Opening (Attention Grabber)
Materials: Empty Soda Can, Hot Plate, 1 Liter Beaker, Tongs, Tap Water
Teacher Action:
1.Fill up the beaker with room temperature water.
2.Place just enough water in the soda can to cover the bottom.
3.Turn the hot plate on, place the soda can on top and heat the can until the
water begins to boil. (You should see steam flowing from the top of the
can)
4.Using the tongs, grab the can at the bottom and quickly place the top
portion of it in the beaker upside down. (The sides of the can will crush
inward)
5. Allow students to hypothesize why this occurred and explain that today
they will be doing a lab that may help them understand what happened.

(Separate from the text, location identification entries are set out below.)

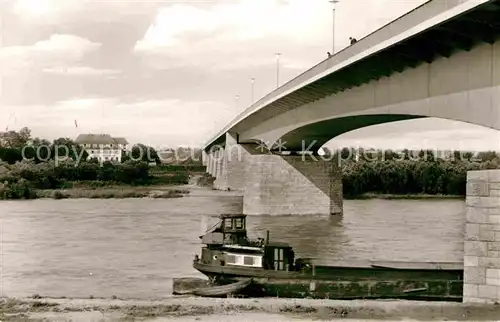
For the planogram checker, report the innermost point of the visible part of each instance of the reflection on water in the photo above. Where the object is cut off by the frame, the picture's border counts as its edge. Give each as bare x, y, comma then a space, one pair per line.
134, 247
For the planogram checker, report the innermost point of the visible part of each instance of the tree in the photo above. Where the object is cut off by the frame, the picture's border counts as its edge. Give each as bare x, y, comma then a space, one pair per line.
15, 140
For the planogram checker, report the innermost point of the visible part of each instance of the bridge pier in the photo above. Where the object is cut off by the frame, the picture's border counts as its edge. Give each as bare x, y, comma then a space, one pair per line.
482, 238
291, 185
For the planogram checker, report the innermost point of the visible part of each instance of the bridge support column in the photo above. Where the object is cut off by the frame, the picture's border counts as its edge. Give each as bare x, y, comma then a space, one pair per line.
482, 238
210, 168
283, 185
233, 165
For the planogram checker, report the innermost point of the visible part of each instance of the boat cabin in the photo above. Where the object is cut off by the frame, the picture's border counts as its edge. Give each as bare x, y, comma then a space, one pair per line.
228, 245
231, 230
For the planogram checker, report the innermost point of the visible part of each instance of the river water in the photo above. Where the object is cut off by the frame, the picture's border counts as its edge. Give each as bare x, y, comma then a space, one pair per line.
132, 248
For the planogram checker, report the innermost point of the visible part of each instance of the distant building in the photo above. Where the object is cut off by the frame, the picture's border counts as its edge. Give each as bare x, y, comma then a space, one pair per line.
104, 147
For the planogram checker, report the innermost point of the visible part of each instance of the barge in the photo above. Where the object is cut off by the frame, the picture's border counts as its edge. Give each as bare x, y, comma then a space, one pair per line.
267, 268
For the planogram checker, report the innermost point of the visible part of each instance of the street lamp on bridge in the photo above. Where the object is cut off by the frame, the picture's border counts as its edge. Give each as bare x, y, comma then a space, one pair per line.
236, 99
278, 69
252, 92
334, 4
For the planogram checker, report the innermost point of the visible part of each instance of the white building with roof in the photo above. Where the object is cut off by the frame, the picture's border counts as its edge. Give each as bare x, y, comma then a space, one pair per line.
103, 147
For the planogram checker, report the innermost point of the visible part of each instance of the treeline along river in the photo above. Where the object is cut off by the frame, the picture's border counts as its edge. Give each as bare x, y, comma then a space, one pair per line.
132, 248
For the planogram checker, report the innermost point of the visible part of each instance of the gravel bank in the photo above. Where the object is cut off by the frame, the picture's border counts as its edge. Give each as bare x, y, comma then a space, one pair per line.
268, 309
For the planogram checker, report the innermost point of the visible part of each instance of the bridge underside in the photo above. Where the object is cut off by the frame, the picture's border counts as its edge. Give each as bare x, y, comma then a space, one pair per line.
313, 136
461, 33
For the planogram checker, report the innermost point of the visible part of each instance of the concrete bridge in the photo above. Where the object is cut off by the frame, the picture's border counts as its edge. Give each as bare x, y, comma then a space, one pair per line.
440, 60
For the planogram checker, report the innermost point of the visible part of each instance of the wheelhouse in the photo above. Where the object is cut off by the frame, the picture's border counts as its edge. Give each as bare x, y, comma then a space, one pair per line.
228, 245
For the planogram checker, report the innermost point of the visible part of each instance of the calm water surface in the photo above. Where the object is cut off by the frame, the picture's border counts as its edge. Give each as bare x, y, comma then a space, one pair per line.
132, 248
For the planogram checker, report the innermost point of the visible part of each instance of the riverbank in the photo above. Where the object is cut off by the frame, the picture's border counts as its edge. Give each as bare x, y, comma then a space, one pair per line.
156, 191
262, 309
114, 193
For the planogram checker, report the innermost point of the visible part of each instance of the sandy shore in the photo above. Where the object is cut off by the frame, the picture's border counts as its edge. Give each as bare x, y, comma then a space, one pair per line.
263, 309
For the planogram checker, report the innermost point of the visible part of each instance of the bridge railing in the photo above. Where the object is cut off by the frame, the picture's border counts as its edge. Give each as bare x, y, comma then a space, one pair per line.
424, 12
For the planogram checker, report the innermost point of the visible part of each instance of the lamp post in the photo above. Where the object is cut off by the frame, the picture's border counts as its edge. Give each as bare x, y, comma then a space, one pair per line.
252, 80
278, 69
334, 4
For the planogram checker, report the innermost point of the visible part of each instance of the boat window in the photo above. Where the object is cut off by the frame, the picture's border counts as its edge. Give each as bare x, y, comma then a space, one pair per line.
231, 259
239, 223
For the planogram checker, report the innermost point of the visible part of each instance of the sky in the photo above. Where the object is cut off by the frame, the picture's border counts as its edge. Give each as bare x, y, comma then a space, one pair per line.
173, 73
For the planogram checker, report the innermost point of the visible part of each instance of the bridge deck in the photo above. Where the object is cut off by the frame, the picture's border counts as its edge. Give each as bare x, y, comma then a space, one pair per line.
438, 28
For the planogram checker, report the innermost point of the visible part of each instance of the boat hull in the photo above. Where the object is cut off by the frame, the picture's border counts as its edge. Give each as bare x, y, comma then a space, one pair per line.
344, 283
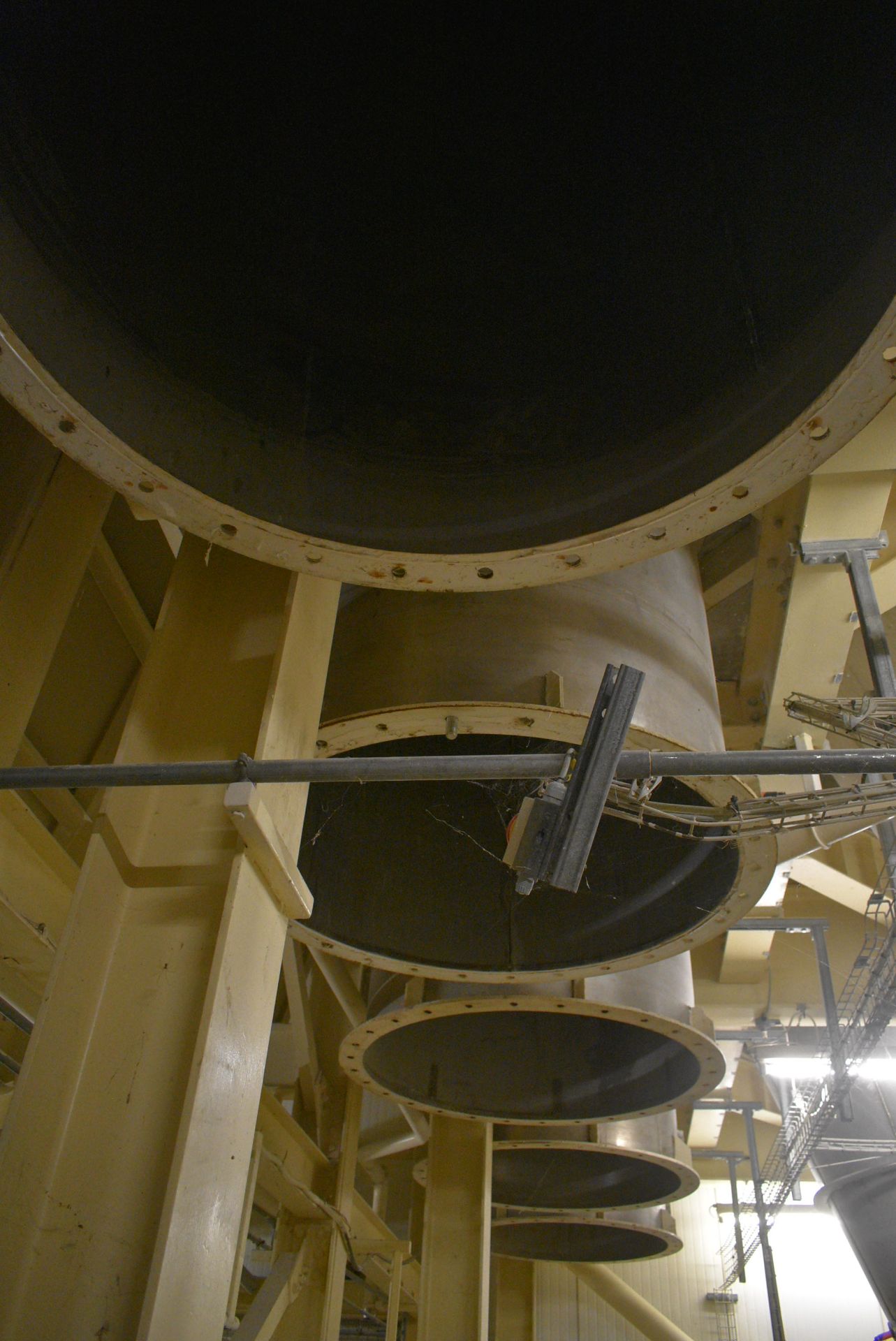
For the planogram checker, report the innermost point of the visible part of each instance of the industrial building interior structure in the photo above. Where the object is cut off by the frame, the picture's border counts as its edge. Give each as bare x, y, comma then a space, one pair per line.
384, 393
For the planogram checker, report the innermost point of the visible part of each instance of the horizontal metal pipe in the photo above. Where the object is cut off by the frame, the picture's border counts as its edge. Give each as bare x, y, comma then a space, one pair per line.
633, 763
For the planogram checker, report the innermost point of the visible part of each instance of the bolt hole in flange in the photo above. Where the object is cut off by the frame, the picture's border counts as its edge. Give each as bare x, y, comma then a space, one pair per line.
434, 379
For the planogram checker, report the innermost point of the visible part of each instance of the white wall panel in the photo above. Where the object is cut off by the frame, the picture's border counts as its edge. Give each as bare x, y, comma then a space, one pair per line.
824, 1293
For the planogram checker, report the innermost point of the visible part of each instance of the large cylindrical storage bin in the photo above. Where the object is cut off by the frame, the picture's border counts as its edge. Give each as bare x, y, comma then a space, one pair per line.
409, 877
617, 1237
462, 318
633, 1162
557, 1053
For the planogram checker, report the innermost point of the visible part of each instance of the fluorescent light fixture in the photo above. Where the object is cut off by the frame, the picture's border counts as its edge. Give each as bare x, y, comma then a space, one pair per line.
816, 1068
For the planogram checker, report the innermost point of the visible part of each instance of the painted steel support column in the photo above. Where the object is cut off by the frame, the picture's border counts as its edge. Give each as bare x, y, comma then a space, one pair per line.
456, 1234
126, 1151
514, 1288
628, 1303
768, 1258
39, 587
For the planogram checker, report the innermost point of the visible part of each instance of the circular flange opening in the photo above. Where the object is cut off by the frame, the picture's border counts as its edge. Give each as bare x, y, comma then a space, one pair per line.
413, 874
581, 1176
447, 288
580, 1240
531, 1060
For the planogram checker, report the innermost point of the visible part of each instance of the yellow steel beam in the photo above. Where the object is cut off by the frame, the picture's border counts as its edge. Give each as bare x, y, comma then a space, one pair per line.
631, 1305
38, 590
456, 1236
119, 597
514, 1305
126, 1150
817, 629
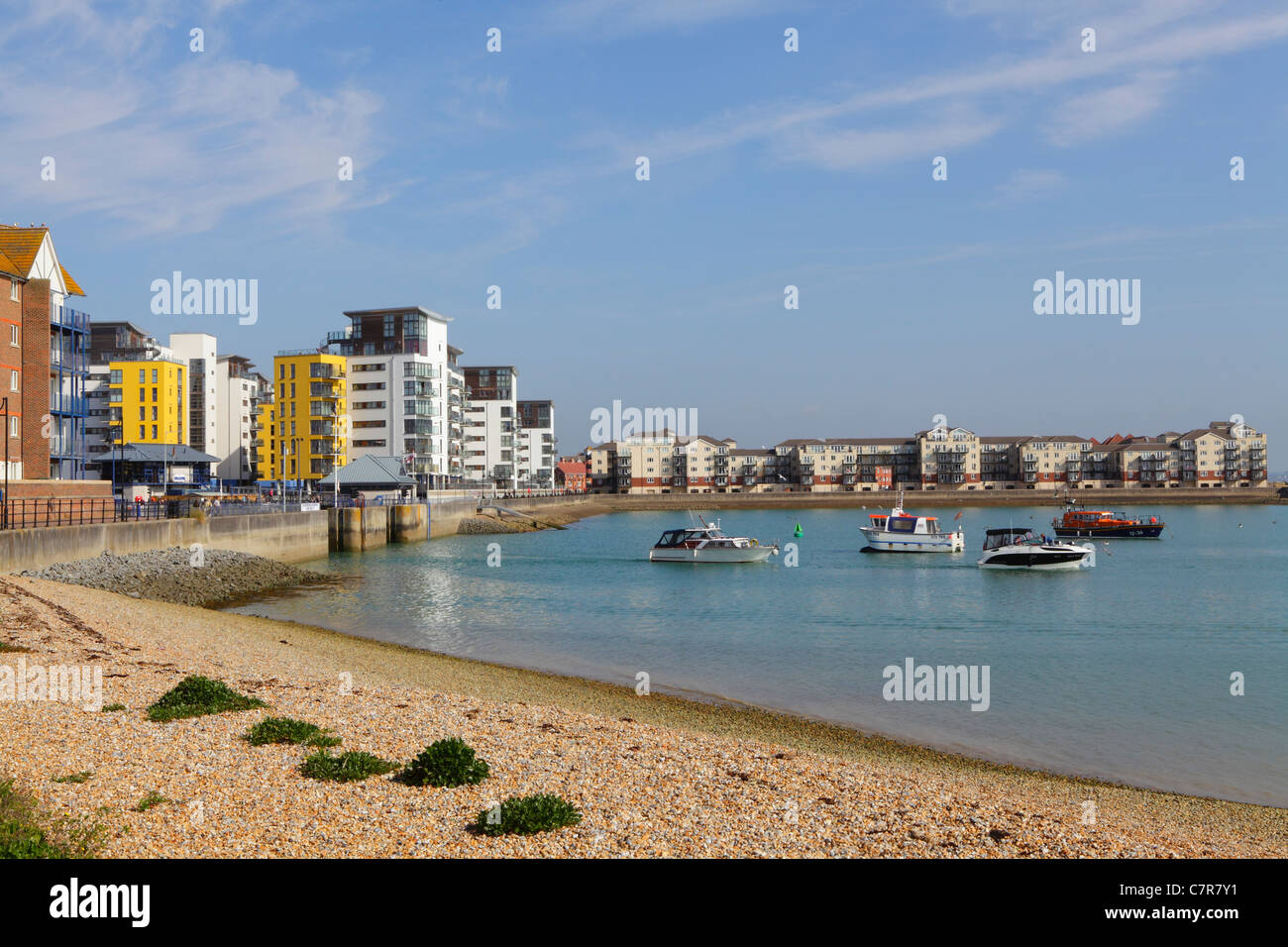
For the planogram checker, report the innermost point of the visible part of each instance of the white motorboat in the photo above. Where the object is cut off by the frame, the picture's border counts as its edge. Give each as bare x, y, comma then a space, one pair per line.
707, 543
905, 532
1017, 548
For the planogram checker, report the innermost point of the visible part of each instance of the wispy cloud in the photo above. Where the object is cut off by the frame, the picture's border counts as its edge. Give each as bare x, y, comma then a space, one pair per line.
617, 17
1111, 111
1028, 184
170, 145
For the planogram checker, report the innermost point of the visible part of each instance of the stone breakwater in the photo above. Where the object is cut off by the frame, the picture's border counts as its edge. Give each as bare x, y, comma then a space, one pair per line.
181, 577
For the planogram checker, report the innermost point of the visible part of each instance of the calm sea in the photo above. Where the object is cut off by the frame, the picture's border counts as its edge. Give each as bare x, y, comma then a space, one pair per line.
1122, 672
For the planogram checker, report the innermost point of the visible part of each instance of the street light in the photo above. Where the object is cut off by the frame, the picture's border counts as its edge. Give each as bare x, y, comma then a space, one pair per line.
4, 513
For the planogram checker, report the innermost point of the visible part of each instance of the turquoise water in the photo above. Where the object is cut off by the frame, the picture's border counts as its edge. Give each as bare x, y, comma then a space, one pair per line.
1121, 672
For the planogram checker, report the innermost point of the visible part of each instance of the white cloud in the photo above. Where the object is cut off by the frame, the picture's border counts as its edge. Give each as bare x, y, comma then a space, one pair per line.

***Caution: Before doing this demonstration inspect the beaker for any cracks
and make sure the students are not extremely close. The force of the can crushing in a
beaker with a tiny crack can cause the beaker to break. (This happened to me before
when I was testing it before class. I reinforce the top of beaker I use with duct tape before
doing this demonstration in order to prevent any accidents)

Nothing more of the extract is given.